TUE 26 - 11 - 2024
 
Date: May 23, 2011
Source: The Daily Star
Bahrain upholds two death sentences in police killings

By Adam Schreck

 

DUBAI: A special appeals court in Bahrain upheld death sentences Sunday for two people convicted of killing policemen during anti-government demonstrations in March.
The case is part of a series of closed-door trials in the Gulf island nation that have been criticized by rights groups and others opposed to the wide-ranging emergency laws used to quell demonstrations against Bahrain’s monarchy.
Two other defendants who had been sentenced to death in the case had their sentences reduced to life in prison, according to the Gulf kingdom’s official state news agency.


Three other defendants in the same case previously received life sentences.
The appeals, like the trial before it, were heard in a special security court presided over by military and civil judges. It was set up under emergency laws implemented in March during a government crackdown on the Shiite-led protests.


The security court is separately trying 21 mostly Shiite opposition leaders and political activists accused of plotting against the state. It last week sentenced a prominent Shiite cleric and eight others to 20 years in prison for the alleged kidnapping of a police officer.
The U.N. High Commissioner for Human Rights and other rights advocates have expressed concern about the trials in Bahrain.
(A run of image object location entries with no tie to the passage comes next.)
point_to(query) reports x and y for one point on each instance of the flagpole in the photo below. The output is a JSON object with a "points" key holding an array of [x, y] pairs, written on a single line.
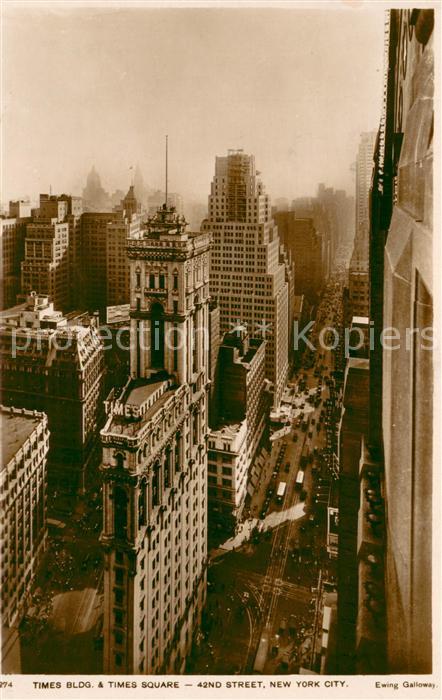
{"points": [[166, 167]]}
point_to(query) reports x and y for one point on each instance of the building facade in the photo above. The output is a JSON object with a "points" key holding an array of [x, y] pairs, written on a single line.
{"points": [[105, 266], [387, 505], [12, 252], [228, 468], [25, 444], [301, 240], [46, 267], [247, 276], [242, 408], [52, 366], [358, 276], [155, 457]]}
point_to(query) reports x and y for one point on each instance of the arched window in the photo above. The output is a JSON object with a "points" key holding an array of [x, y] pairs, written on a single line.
{"points": [[157, 335], [178, 452], [167, 469], [120, 512], [195, 426], [156, 485], [142, 504]]}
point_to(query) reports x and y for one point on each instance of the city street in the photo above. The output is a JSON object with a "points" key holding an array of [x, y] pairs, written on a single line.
{"points": [[263, 588], [66, 638]]}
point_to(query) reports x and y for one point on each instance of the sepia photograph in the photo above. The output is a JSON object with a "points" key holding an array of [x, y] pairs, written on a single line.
{"points": [[218, 346]]}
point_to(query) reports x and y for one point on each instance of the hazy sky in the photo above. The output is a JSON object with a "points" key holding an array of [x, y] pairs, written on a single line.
{"points": [[103, 85]]}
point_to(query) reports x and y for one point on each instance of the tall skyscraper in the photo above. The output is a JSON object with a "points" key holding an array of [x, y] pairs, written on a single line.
{"points": [[46, 267], [155, 456], [95, 198], [385, 511], [358, 273], [247, 276], [12, 251], [25, 442], [50, 364]]}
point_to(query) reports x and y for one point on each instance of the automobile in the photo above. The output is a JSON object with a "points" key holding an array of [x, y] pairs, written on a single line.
{"points": [[282, 625]]}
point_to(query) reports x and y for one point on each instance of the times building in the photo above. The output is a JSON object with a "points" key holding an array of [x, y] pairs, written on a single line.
{"points": [[154, 464]]}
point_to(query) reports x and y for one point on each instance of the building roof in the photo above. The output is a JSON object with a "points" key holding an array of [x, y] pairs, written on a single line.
{"points": [[16, 427]]}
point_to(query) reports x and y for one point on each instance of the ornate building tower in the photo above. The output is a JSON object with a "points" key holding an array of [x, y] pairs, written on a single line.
{"points": [[155, 456]]}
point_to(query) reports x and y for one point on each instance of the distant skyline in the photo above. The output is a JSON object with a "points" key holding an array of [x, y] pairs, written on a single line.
{"points": [[102, 85]]}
Nabeel Rajab, president of the Bahrain Center for Human Rights, is among those who have criticized the trials as politically motivated and lacking in transparency.
In a telephone interview Sunday, he said his house was attacked with tear gas as his family slept early the previous morning. Two tear gas canisters were shot through the windows of his home around 3:30 a.m. Saturday, and two others landed outside, he said.
Rajab blames state security forces for the attack. He said it is the second time tear gas has been hurled at his home in recent weeks. “We know it’s the government, because nobody [else] can have tear gas in this country,” he said. “This is another act of intimidation and pressure so I stop my work.”


The Bahraini government did not immediately respond to a request to comment on the allegations.
In the death penalty case, the Bahrain News Agency said the court upheld death sentences against Ali Abdullah Hassan al-Singace and Abdel-Aziz Abdel-Redha Ibrahim Hussein. It identified the defendants whose sentences were reduced as Qasim Hassan Mattar Ahmad and Saeed Abdul Jalil Saeed.
The military prosecutor presented evidence during the trial that the defendants killed the policemen intentionally by running them over with a car. The case was the first related to this year’s unrest, which was inspired by uprisings in Tunisia and Egypt.


Bahraini state media last month aired government-produced videos that including clips of purported confessions of the policemen’s killings. They also included testimonials from alleged relatives of one of the slain policemen and a taxi driver killed in the unrest.
Capital punishment is extremely rare in Bahrain and is typically not applied to the country’s citizens. Last July, a Bangladeshi man was executed after being convicted of murder.